To a man, the members of Trump’s trade team, and the president himself, all embrace the notion that the U.S. trade deficit, something the U.S. has registered every year since 1976, is a “bad” thing, something that should be dramatically reduced (or eliminated) if America is to be First. They also believe that the culprits for this “bad” state of affairs are unfair trade deals and unfair trade practices employed by foreign countries. Their elixir to eliminate the trade deficit is a strong dose of tariffs and other anti-trade policies imposed on foreign exports.
Now here is where the simple analytics of the trade deficit can be used to prove the cluelessness of the Trump trade team on “trade,” of all things, and the utter futility of its policy prescriptions having any impact on America’s aggregate trade deficit. In economics, identities play an important role. These identities are obtained by equating two different breakdowns of a single aggregate. Identities are interesting, and usually important, by definition. In national income accounting, the following identity can be derived. Indeed, it is the key to understanding the trade deficit.
(Imports - Exports ) ≡ (Investment - Savings) + (Government Spending - Taxes)
Given this identify, which must hold, the trade deficit is equal to the excess of private sector investment over savings, plus the excess of government spending over tax revenue. So the counterpart of the trade deficit is the sum of the private sector deficit and the government deficit (federal + state and local). The U.S. trade deficit, therefore, is just the mirror image of what is happening in the U.S. domestic economy. If expenditures in the U.S. exceed the incomes produced in the U.S., which they do, the excess expenditures will be met by an excess of imports over exports (read: a trade deficit).

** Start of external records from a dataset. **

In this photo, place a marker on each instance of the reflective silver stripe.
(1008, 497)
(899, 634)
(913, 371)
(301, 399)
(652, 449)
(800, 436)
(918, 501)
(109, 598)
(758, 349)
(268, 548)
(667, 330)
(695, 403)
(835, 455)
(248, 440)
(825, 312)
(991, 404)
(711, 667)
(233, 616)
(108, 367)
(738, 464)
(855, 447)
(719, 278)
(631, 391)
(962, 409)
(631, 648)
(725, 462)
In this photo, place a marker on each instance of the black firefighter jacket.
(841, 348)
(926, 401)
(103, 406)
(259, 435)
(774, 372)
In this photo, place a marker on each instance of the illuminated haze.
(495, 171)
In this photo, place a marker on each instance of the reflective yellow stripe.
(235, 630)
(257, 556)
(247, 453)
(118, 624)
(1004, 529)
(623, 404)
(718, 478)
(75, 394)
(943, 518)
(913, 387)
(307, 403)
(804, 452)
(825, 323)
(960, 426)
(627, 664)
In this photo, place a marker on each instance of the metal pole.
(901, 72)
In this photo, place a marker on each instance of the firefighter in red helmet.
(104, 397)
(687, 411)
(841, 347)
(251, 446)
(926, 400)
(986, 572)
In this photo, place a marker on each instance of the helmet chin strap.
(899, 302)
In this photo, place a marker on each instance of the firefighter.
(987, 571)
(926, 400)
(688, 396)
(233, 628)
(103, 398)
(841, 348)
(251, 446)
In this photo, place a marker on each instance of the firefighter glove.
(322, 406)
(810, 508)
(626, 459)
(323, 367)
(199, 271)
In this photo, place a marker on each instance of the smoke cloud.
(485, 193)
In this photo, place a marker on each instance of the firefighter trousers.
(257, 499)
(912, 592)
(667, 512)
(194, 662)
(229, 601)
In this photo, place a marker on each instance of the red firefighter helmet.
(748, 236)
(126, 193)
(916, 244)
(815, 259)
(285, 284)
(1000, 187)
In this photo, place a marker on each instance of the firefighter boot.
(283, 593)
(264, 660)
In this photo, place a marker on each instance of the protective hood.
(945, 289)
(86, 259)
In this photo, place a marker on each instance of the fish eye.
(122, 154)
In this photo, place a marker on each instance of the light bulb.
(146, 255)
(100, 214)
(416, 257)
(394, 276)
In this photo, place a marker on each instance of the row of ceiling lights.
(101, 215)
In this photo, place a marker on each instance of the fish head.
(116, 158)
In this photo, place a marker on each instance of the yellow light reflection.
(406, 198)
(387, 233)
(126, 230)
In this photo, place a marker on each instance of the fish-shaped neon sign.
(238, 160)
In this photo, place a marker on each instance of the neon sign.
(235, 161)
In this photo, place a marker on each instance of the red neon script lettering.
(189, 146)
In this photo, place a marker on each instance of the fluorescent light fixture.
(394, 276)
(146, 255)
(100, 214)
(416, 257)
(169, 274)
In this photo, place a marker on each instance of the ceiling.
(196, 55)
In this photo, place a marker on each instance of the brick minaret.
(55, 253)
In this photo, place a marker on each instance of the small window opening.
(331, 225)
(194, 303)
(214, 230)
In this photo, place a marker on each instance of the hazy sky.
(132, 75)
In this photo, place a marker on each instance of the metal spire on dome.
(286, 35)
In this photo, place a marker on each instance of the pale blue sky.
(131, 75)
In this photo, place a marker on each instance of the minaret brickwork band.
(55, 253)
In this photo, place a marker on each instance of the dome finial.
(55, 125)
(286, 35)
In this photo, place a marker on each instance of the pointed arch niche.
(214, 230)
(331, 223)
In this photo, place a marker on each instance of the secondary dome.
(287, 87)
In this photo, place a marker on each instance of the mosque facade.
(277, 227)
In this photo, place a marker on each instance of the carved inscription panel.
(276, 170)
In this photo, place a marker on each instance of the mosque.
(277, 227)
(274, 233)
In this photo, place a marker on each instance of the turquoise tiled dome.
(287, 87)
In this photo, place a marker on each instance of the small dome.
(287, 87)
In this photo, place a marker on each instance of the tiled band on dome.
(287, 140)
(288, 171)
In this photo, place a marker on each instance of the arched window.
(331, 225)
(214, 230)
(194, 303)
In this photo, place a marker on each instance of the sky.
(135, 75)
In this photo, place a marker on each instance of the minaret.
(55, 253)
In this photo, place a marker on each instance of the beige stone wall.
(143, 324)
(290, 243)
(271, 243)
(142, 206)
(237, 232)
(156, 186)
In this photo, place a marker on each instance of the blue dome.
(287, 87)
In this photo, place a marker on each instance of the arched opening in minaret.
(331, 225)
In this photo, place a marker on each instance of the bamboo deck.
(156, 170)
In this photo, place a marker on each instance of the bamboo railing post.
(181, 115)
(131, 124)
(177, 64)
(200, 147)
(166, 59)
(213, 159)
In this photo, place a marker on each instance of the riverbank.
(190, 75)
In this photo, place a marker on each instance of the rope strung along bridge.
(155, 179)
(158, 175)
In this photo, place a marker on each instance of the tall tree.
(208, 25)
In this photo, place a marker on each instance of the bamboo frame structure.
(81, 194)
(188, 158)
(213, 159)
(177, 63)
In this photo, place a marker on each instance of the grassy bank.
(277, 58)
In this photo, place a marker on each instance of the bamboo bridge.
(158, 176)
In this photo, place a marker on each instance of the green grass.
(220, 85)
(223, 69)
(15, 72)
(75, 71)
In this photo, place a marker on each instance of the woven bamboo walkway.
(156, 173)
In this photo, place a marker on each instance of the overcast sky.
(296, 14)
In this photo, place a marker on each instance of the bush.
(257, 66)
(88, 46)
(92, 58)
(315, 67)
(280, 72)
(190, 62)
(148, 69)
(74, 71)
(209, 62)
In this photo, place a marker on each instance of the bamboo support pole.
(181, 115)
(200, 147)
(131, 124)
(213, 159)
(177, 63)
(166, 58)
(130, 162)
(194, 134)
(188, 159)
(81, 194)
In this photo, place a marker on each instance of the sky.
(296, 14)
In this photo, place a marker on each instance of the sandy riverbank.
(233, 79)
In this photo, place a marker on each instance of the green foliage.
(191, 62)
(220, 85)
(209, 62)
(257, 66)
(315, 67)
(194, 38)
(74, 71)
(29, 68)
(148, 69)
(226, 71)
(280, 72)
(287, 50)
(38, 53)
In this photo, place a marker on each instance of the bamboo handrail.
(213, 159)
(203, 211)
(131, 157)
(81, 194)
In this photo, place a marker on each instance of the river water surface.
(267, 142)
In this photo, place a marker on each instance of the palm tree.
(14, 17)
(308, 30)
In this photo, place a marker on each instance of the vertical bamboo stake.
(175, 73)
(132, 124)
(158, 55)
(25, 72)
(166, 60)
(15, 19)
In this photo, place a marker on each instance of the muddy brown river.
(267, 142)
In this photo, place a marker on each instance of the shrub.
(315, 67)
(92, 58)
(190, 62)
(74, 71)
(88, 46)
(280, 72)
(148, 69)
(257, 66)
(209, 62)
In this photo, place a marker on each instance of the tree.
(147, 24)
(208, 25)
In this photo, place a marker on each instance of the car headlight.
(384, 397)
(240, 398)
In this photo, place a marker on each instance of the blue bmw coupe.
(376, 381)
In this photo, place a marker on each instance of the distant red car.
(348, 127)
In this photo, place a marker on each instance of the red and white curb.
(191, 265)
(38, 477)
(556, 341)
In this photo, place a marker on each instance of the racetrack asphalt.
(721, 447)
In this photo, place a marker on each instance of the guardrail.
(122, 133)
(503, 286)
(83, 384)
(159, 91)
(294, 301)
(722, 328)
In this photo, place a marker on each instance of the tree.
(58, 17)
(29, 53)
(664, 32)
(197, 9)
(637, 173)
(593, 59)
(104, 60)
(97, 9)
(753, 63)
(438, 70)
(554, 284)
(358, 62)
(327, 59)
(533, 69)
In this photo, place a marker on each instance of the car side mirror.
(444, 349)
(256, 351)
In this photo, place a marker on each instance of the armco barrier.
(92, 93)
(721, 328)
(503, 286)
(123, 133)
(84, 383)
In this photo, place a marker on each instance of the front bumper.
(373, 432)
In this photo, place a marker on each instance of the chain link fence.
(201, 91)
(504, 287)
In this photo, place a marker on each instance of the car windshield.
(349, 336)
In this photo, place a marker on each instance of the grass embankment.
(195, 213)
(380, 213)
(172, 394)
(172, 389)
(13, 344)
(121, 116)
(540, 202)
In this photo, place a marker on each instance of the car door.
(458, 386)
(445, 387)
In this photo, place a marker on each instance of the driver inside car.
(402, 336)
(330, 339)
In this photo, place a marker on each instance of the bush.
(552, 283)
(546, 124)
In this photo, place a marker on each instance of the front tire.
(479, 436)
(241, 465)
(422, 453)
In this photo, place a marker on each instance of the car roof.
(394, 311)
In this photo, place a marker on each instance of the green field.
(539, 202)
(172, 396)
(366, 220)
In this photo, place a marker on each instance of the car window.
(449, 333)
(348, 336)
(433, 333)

The table below shows that U.S. data support the important trade identity. The cumulative trade deficit the U.S. has racked up since 1975 is about $11.154 trillion, and the total investment minus savings deficit is about $10.435 trillion.
U.S. trade deficits are not caused by so-called unfair trade practices. They are made in the good old U.S.A.
President Trump can bully countries he identifies as unfair traders, he can impose all the restrictions on trading partners that his heart desires, but it won’t change the trade balance. It will only alter the composition of those exporting to the U.S. And by affecting this composition, the president’s interventions will hurt the U.S. consumer.
For someone who is so obsessed by the size of the trade deficit, it is astounding that Trump’s advisers failed to inform him that his fiscal policy of expanding the government deficit will, as night follows day (remember the trade identity), balloon the U.S. trade deficit.